Abstract

Throughout its seven-decade history, Peronism’s supporters have described Peronism as a sentiment, paraphrasing Evita Perón, who famously declared that Peronism “cannot be learned,” but rather “intuited” and “understood.” This chapter examines what it means to call a political ideology a “sentiment” to elucidate how populist ideology, and political ideology, more generally, are intrinsically affective. In this chapter, I analyze Peronist iconography, ritual, and its ineffable “mystique” (mísitica) to foreground the affective contours of populist politics more generally, arguing that Peronist sentiment resembles what Raymond Williams called a “structure of feeling”—the ineffable elements of ideology that mobilize our dispositions and perceptions. In doing so, I contribute to one of the central motivations of this volume—to elucidate the liminal aspects of political identity, participation, and transition by understanding ideology as a process of signification.

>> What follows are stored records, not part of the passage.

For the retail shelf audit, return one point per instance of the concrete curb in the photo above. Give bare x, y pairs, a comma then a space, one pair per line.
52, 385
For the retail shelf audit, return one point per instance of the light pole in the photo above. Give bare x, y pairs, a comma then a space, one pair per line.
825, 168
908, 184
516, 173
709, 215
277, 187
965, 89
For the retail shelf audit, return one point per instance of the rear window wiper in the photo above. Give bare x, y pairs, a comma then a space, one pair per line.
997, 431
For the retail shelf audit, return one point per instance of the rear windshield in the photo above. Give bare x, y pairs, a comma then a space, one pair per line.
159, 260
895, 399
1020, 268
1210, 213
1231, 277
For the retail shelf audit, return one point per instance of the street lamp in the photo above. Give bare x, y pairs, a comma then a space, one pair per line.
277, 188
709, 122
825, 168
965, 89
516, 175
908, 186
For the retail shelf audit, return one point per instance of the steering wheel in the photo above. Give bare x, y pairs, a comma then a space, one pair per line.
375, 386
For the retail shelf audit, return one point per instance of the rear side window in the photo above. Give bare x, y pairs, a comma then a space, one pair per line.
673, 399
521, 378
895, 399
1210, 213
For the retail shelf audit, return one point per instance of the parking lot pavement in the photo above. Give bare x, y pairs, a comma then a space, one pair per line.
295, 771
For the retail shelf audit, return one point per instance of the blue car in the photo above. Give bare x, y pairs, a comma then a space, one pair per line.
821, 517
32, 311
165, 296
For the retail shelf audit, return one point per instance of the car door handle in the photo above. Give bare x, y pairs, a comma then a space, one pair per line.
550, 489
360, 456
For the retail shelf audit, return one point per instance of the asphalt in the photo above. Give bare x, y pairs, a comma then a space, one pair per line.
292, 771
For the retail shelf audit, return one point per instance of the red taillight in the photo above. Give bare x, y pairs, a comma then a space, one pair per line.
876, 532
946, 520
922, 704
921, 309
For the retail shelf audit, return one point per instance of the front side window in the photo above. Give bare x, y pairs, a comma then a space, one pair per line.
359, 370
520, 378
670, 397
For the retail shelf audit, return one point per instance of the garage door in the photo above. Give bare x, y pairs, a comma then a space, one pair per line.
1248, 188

This chapter attends to this conception of ideology through analysis centered on political agents, in this case, avid supporters of Peronism, whose appeal to icons and ritual foregrounds the relationship between sentiment, affect, dispositions, and ideology. Through poignant ethnographic scenes of Peronist sentiment and action, I foreground the primacy of affect in Peronism’s political praxes, pushing readers to consider the intrinsically affective nature of populist politics and political ideology, more generally.